Web interface actually still down

Incident Report for Riju

Postmortem

Posted Jul 27, 2021 - 03:24 UTC

Resolved

Situation appears to be resolved and somebody is running C# code :)
Posted Jul 27, 2021 - 03:17 UTC

Update

We are back up. Monitoring the situation to make sure it doesn't go down again.
Posted Jul 27, 2021 - 03:05 UTC

Update

It occurs to me that a much faster remediation would have been to simply scp a new supervisor binary directly to the existing instance, rather than bringing up a new one.
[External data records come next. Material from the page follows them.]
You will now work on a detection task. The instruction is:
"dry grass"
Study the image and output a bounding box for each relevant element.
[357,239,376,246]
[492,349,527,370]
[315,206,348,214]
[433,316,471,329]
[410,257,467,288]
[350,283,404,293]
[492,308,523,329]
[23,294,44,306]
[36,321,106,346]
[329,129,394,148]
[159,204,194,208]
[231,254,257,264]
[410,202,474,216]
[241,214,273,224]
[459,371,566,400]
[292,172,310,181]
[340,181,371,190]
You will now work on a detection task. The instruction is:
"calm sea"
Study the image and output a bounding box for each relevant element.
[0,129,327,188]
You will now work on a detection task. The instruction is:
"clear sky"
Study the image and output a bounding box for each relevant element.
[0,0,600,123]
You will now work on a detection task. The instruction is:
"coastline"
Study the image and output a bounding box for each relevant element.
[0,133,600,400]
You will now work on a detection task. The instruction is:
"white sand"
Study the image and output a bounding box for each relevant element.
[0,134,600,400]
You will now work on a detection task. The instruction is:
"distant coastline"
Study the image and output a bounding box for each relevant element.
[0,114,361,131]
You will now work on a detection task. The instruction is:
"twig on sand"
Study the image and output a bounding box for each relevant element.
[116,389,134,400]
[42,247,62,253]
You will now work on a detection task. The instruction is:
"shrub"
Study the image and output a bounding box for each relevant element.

However, I don't think there's a way to abort an instance refresh, so we'll just have to live with the downtime.
Posted Jul 27, 2021 - 02:43 UTC

Monitoring

Using an instance refresh on the ASG since things can't really get much more broken than they are now. New node will probably take around 20 minutes to be ready.
Posted Jul 27, 2021 - 02:41 UTC

Identified

Going to roll the AMI back as previously discussed.
Posted Jul 27, 2021 - 02:38 UTC

Investigating

Looks like that was a false alarm. We were up for a few minutes and then back down again.
Posted Jul 27, 2021 - 02:33 UTC
This incident affected: Web interface.